In 2010, after almost two years of planning and construction, the new information center on biodiversity was opened by Karl Eduard Linsenmair and Robert Foro in Ouagadougou, the capital of Burkina Faso, in which the collected knowledge will now be made available to the general public.  The civil war officially ended in 2007, but it was only in 2011 that the government became somewhat stable and was able to contain the unrest that was flaring up. In 2012, Linsenmair returned to the savannah after the civil war and found the research station in ruins. He and his colleagues rebuilt everything. Today there are 14 guest houses with air conditioning and running water at a distance around the main building. The centerpiece is a long research building with a library, offices and laboratories. The station has had an internet connection since 2014 and research operations have started again. Several students and doctoral candidates are researching various projects here and have already published their first scientific publications.

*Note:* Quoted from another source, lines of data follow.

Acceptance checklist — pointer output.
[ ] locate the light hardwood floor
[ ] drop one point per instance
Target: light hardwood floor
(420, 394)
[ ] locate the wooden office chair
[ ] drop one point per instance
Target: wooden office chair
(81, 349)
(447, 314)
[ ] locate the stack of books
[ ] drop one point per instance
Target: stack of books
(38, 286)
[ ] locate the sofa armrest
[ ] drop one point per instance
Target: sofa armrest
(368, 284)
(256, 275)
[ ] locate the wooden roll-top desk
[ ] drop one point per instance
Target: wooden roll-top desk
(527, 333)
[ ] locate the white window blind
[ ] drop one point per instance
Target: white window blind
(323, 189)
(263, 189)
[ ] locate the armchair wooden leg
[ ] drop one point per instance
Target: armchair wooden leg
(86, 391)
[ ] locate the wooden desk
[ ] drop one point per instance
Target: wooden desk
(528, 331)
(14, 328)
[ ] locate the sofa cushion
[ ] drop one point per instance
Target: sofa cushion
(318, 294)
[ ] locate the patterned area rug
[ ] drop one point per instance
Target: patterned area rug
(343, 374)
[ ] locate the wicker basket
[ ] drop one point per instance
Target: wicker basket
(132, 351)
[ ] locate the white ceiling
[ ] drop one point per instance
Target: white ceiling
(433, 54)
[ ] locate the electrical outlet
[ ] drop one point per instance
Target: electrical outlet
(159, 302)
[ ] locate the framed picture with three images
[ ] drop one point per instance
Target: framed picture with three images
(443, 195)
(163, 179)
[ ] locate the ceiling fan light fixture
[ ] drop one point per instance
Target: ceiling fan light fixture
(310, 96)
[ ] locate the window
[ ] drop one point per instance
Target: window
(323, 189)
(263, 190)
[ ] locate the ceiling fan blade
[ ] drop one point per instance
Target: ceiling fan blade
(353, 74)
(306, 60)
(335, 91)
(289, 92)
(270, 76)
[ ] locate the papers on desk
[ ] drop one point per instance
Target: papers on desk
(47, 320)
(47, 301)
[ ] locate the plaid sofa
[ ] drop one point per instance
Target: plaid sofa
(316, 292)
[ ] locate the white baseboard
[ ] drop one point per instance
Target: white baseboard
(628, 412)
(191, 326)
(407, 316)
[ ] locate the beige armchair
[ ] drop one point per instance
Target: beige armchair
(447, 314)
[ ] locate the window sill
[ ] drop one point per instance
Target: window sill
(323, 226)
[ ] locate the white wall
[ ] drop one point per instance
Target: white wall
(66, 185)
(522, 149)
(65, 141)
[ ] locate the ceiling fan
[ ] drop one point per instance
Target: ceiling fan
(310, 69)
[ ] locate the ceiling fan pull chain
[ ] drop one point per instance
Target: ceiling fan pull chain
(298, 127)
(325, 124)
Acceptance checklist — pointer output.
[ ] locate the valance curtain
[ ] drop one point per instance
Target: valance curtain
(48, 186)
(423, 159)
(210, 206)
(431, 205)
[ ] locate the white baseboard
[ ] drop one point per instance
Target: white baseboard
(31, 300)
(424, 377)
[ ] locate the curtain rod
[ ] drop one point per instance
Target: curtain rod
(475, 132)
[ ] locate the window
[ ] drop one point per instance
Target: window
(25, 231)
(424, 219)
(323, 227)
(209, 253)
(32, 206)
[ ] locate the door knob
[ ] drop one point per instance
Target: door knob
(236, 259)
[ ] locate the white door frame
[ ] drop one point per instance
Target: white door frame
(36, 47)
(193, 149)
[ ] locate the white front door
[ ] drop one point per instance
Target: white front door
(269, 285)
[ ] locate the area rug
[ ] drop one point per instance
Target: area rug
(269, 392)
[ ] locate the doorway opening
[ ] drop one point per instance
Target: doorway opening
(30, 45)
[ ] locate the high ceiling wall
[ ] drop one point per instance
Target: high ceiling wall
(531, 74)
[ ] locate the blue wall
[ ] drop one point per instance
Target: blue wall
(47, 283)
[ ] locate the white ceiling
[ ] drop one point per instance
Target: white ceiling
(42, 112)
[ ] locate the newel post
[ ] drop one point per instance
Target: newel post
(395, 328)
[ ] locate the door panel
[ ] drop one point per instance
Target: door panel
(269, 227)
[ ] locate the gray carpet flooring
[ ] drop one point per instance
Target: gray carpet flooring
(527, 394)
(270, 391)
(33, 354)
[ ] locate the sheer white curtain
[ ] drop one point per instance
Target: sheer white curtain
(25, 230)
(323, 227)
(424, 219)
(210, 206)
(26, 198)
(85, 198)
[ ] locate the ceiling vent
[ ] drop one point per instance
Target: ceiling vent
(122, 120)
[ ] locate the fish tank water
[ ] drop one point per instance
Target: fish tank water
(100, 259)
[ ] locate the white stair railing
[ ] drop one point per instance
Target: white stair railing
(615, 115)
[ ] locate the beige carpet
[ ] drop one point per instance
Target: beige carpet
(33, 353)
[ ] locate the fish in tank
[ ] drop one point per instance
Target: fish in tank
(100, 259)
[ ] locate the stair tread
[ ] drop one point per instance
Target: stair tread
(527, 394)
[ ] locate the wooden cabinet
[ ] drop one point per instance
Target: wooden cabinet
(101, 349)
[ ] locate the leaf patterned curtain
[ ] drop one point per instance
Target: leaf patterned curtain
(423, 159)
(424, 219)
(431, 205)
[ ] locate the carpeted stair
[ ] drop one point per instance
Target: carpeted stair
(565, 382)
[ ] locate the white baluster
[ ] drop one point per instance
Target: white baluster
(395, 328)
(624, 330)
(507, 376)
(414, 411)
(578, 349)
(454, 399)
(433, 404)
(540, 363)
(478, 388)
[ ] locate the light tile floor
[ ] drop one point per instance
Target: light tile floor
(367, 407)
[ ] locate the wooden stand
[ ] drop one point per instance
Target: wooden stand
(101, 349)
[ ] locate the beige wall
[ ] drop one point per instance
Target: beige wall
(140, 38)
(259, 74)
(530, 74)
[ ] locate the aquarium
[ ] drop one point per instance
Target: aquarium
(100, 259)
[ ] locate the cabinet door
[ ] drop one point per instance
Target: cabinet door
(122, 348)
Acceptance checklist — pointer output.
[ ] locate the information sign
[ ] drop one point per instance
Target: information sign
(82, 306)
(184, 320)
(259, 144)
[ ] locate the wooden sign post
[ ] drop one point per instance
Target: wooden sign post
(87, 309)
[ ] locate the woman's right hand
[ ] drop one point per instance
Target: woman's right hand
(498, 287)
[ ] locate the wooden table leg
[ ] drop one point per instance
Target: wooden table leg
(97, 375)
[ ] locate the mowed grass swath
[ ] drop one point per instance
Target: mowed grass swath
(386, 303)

== Memberships and honors ==
Karl Eduard Linsenmair became president of the Gesellschaft für Tropenökologie (Society for Tropical Ecology) (gtö) in 1990, and has been an elected member of the German National Academy of Sciences Leopoldina since 1997 and of the Academia Europaea since 1998.  He is also president of the Society for Tropical Ecology (gtö). He is chairman of the scientific advisory board and member of the board of trustees of the ZMT (Leibniz Centre for Tropical Marine Research) in Bremen as well as a member of the scientific advisory board and the board of trustees of the German arm of World Wide Fund for Nature. He is also a member of various advisory boards and committees (“Global Change Research”, Senckenberg Research Institute, Natural History Museum, Berlin, DFG Zoology Review Board for the subject “Ecology and Ecosystem Research”).

In 1996 Linsenmair received the Körber Prize for European Science.  In 2014, Linsenmair was awarded the Gold Medal of Merit from the University of Würzburg for his contributions to research.

== Publications ==
- Linsenmair, K. Eduard (1967). "Konstruktion und Signalfunktion der Sandpyramide der Reiterkrabbe Ocypode saratan Forsk. (Decapoda Brachyura Ocypodidae)"
- Fondation européenne de la science (2001). "Tropical forest canopies: ecology and management proceedings of ESF conference, Oxford University, 12–16 December"
- Barthlott, Wilhelm (2009). "Biodiversity structure and function; Vol. 1"
- Linsenmair, Karl-Eduard (1968). "Wie die Alten sungen ... Warum singen Vögel?"